Boston Celtics head coach Ime Udoka is nearing the quarter pole of his first season as a head coach in the NBA, and seems to be instructing at a level those playing for him respect.
Udoka has the Celtics playing a much-improved brand of basketball for much of the last month. The Celtics have bought in to the defensive intensity of effort Udoka tried to implement from the jump, and Monday's most recent win over the Cleveland Cavaliers was another depiction of that.
Now, as Udoka himself noted, the Celtics will look to focus on the offensive mentality with ball movement and spacing being among those aspects at the forefront.
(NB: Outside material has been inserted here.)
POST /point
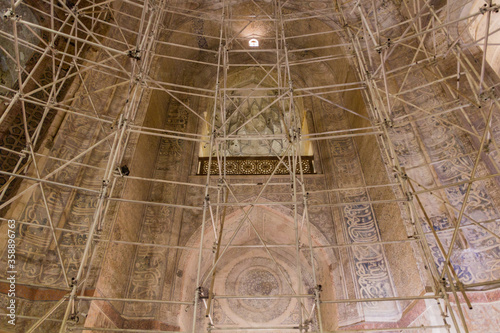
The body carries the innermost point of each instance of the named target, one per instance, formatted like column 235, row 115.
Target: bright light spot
column 253, row 42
It will serve as the next building block for a team that got back to .500 on Monday.
All told, a pair of players in Al Horford and Jayson Tatum seem to think Udoka has fared well after the early part of the 2021 campaign.
"Just kind of reading the game as it's going and continuing to establish how he wants us to play," Horford said of Udoka on Monday after Boston's win. "Defensively, I feel like we've made strides in that area and we continue to get better. And you know, on offense, he keeps harping on how he wants us to be and how he wants us to play.
"And in the second half tonight, playing with with more pace and moving the ball a little more, it's the way that you want to play and it's a lot of fun when we play that way," Horford said.
Tatum added how both he and fellow teammates want to help Udoka out as he continues to navigate his first year.
"I've seen a lot," Tatum said of Udoka. "Like I've said before, I can only imagine how tough it is just starting your career, your first head coaching job, the expectations and I guess just everything, all the ins-and-outs trying to figure it out. And I'm trying my best along (with the) other guys to help him out. It's like we're in a relationship, we're trying to help each other out to achieve the same goal."
The Celtics will look to make it four wins in their last five games when they travel to the Atlanta Hawks on Wednesday.